Juan Carlos González Martín

El trágico final de Samuel

Era principios de verano, y el curso había llegado a su fin.

Los niños corrían de un lado a otro, felices, ante el inminente principio de vacaciones.

Tenían solo unos días para jugar y divertirse, hasta que cada uno partiera al lugar que iba a pasar los siguientes meses.

Samuel era un niño muy sociable e hiperactivo. Camino a casa, ese último día de colegio, iba con un amigo jugando a un juego que ellos llamaban, “saltar los coches”.

Trataba de ponerse en el lado de la calzada en el que los coches quedaran entre ellos y el sol.

Entonces, a medida que los coches se acercaran a ellos, deberían intentar saltar la sombra del coche por completo.
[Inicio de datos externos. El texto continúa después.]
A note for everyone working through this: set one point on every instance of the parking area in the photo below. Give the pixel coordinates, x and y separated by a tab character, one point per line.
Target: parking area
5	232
Eso era difícil para ellos, dada su corta estatura. Era un desafío, y apostaban alegremente algo que nunca existió.

Sumergidos en el viento, saltaban y disfrutaban todo lo que podían de su corta juventud. Entre juegos y risas, llegaron primero a casa de Oscar, que era el mejor amigo de Samuel, pero en el colegio. Después de charlar un poco de cómo lo iban a pasar, de cuanto quedaba para que se volvieran a ver y un poco de chicas, se despidieron dándose un gran abrazo amistoso. Raro en los chicos de su edad.

Mientras Samuel se alejaba por la avenida que separaba la casa de Oscar de la suya, miró algunas veces vagamente para atrás, con una lágrima en la cara, para ver el sitio en el que se había despedido de su amigo, ya que Oscar ya no estaba allí.

A la edad de doce años, unos meses pueden parecer décadas. Era difícil decir adiós a una persona con la que compartía gran parte de su tiempo.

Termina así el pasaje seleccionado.